Dodał, że wzięte pod uwagę zostały również informacje o tym, że ceny za badania techniczne nie były podwyższane od 14 lat. Generalnie stawki nie wzrosną, ale pojawić się ma wspomniana opłata jakościowa.

To jednak nie wszystko. Projekt zakłada również wprowadzenie kolejnej opłaty – sankcyjnej. Tę uiszczać będą wyłącznie ci, którzy spóźnią się na badania techniczne 45 dni i powyżej. Wspomniana opłata będzie podwyższała jednorazowo rachunek za usługę aż o 60 proc.

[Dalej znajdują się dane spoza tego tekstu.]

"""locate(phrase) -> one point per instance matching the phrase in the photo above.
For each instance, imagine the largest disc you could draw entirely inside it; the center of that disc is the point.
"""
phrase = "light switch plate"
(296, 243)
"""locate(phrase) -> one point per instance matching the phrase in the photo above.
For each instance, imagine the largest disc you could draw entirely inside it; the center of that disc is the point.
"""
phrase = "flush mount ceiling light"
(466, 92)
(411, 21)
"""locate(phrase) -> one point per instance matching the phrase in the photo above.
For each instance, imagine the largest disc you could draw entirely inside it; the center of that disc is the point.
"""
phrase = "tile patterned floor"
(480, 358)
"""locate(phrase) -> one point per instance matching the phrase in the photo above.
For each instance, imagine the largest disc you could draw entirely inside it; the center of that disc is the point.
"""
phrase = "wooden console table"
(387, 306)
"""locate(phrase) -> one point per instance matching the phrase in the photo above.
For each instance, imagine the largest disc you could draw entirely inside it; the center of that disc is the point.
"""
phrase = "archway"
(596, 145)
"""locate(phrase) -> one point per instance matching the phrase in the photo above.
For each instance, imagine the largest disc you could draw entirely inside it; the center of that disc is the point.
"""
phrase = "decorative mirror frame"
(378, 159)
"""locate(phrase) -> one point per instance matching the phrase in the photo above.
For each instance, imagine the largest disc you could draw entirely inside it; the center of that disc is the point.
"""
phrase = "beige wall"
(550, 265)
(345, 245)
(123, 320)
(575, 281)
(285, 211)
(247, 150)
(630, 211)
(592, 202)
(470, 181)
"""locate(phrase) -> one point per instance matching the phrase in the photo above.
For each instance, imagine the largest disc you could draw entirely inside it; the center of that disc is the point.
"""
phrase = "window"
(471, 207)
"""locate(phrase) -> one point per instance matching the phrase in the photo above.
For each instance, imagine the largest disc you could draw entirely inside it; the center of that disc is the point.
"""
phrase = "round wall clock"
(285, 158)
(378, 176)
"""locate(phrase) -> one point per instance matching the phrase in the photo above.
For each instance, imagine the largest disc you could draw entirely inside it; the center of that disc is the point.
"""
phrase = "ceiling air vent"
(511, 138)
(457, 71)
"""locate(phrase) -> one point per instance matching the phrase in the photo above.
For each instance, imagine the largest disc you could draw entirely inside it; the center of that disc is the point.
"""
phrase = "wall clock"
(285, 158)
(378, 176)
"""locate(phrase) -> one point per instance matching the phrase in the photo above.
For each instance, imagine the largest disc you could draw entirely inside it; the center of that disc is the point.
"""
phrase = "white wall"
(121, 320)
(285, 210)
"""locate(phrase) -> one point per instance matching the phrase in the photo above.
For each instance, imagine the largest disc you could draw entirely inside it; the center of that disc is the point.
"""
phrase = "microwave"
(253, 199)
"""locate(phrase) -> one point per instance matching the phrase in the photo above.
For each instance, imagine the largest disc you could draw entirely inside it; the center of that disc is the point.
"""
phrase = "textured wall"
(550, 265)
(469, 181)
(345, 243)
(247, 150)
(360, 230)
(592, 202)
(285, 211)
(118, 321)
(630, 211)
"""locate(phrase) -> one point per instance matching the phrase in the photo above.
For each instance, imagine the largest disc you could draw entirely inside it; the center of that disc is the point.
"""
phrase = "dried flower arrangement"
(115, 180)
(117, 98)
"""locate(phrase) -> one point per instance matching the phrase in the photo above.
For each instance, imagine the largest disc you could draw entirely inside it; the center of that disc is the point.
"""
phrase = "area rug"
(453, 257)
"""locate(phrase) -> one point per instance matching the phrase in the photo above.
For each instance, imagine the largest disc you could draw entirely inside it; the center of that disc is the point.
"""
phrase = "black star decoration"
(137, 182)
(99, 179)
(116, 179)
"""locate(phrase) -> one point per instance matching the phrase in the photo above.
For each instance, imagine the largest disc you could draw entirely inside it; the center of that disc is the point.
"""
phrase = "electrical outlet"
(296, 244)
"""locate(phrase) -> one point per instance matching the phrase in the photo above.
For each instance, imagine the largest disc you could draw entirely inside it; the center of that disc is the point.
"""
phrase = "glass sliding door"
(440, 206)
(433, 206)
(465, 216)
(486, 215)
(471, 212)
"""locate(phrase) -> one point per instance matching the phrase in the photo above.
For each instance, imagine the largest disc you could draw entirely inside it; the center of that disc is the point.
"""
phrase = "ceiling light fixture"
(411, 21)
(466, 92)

Właściciel pojazdu, który ewentualnie zapłaci dodatkową opłatę za badanie techniczne po terminie, w następnym roku będzie bardziej zdyscyplinowany do terminowego wykonania badania technicznego, co może przełożyć się na podwyższenie poziomu bezpieczeństwa ruchu drogowego na polskich drogach – przekonuje Marek Chodkiewicz.

Kolejna danina?

Nowelizacji ustawy o ruchu drogowym wymaga wdrożenie do krajowych przepisów dyrektywy unijnej „w sprawie okresowych badań zdatności do ruchu drogowego pojazdów silnikowych i ich przyczep”. Jak czytamy w piśmie wiceministra, wspomniana opłata jakościowa zostanie przeznaczona na „zapewnienie funkcjonowania nowego systemu poprawy jakości badań technicznych pojazdów, czyli koszt dostosowania do przepisów UE”. Wszystkie wpływy z niej mają zostać przekazane na rachunek Transportowego Dozoru Technicznego.

Krytycy zauważają jednak, że to kolejna danina, którą odczują kierowcy. Niedawno bowiem została wprowadzona opłata emisyjna, związana z paliwem. I chociaż zarówno rząd, jak i Orlen przekonywali, że podwyżka nie uderzy w konsumenta, eksperci mają inne zdanie.

– Wydaje mi się, że ministerstwo opiera się na optymistycznym założeniu, że koncerny, producenci czy importerzy paliw wezmą na siebie te dodatkowe koszty. To jednak nie jest takie proste, zwłaszcza gdy mówimy o firmach, które są w stu procentach prywatne – przekonywał w rozmowie z Trans.INFO dr Jakub Bogucki, analityk Rynku Paliw e-petrol.pl.